A group of 24 legislators have filed an appeal bid to block the government's anti-mask law.

Pro-democracy politicians in Hong Kong have filed a legal challenge against the government's use of a "colonial-era" emergency law that criminalises the wearing of face masks at protests.

The government has defended their decision, saying the masks make it tough for police to identify radical protesters.

Two activists failed to obtain a court injunction on Friday against the ban on face coverings.

The mask ban that came into effect at midnight on Friday triggered an overnight rash of widespread violence and destruction in the city, including the starting of fires and attacks on an off-duty police officer who fired a live shot in self-defence that injured a 14-year-old protester.

Protests have been ongoing since the ban was brought in on Friday
Protests have been ongoing since the ban was brought in on Friday. Picture: PA

In this second bid, Dennis Kwok said a group of 24 legislators filed a legal appeal to block the anti-mask law on wider constitutional grounds.

He said the city's leader Carrie Lam acted in bad faith by bypassing the Legislative Council, Hong Kong's parliament, in invoking the emergency law.

He said: "This is a Henry the 8th situation. This is basically I say what is law... and I say when that ceases to be law.
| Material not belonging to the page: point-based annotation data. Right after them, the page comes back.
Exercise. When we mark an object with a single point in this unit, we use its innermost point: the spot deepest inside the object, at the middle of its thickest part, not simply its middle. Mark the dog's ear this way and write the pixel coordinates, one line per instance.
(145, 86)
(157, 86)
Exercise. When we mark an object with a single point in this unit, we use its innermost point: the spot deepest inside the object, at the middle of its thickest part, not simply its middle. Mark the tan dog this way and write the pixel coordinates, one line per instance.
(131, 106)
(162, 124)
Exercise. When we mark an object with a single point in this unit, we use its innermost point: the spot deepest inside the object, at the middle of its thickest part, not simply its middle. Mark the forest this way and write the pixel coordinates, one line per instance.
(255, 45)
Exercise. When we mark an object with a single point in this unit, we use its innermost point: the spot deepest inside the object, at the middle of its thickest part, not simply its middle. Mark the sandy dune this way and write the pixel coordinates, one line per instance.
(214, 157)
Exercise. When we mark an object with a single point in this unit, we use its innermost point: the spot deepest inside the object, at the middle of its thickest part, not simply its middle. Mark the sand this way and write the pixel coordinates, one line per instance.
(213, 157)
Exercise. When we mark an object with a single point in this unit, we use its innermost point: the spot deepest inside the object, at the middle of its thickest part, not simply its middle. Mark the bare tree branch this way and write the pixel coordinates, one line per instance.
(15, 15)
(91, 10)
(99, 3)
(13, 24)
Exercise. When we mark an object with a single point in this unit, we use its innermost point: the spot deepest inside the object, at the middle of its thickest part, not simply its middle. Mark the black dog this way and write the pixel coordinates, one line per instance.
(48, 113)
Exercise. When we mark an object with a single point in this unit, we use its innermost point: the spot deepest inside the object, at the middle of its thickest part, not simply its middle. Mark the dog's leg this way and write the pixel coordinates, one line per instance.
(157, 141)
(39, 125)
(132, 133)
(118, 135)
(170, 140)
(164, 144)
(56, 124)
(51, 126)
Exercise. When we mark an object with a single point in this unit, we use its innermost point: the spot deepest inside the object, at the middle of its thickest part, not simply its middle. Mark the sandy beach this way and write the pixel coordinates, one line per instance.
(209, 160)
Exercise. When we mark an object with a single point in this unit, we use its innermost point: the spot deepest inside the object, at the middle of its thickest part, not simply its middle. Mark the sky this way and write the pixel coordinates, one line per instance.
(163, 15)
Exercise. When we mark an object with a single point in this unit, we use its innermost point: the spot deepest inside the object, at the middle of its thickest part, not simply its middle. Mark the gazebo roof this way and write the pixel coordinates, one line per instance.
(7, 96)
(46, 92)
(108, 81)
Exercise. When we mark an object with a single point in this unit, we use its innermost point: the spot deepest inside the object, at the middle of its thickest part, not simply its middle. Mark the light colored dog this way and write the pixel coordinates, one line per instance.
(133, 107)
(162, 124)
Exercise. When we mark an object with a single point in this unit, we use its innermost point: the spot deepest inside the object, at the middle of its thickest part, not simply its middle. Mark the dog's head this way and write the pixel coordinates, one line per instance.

That's not how our constitution works.

"We say that she doesn't have such powers, that she cannot avoid the Legislative Council."

Ms Lam has said she will seek the council's backing for the law when its session resumes on October 16, and she has not ruled out further measures if the violence continues.

Mr Kwok said the group also asked the court to rule the emergency law, enacted by British colonial rulers in 1922 to quell a seamen's strike and last used in 1967 to crush riots, was incompatible with rights and freedoms under Hong Kong's constitution that was put in place after it returned to Chinese rule in 1997.

Fellow politician Claudia Mo called the Emergency Ordinance a "weapon of mass destruction" that could pave the way for more draconian regulations.

The court will hear the case on Sunday morning.

Carrie Lam said Hong Kong is "semi-paralysed" by the violence
Carrie Lam said Hong Kong is "semi-paralysed" by the violence. Picture: PA

In a televised address broadcast as protesters again marched in masks on Saturday, a solemn Ms Lam described Hong Kong as "semi-paralysed" and reiterated the mask ban is needed to stop the violence.

She added: "The government needs to take drastic measures to say no to violence, restore peace in society, protect citizens' right to continue their daily lives and freedom, not allowing a small group of rioters to destroy it."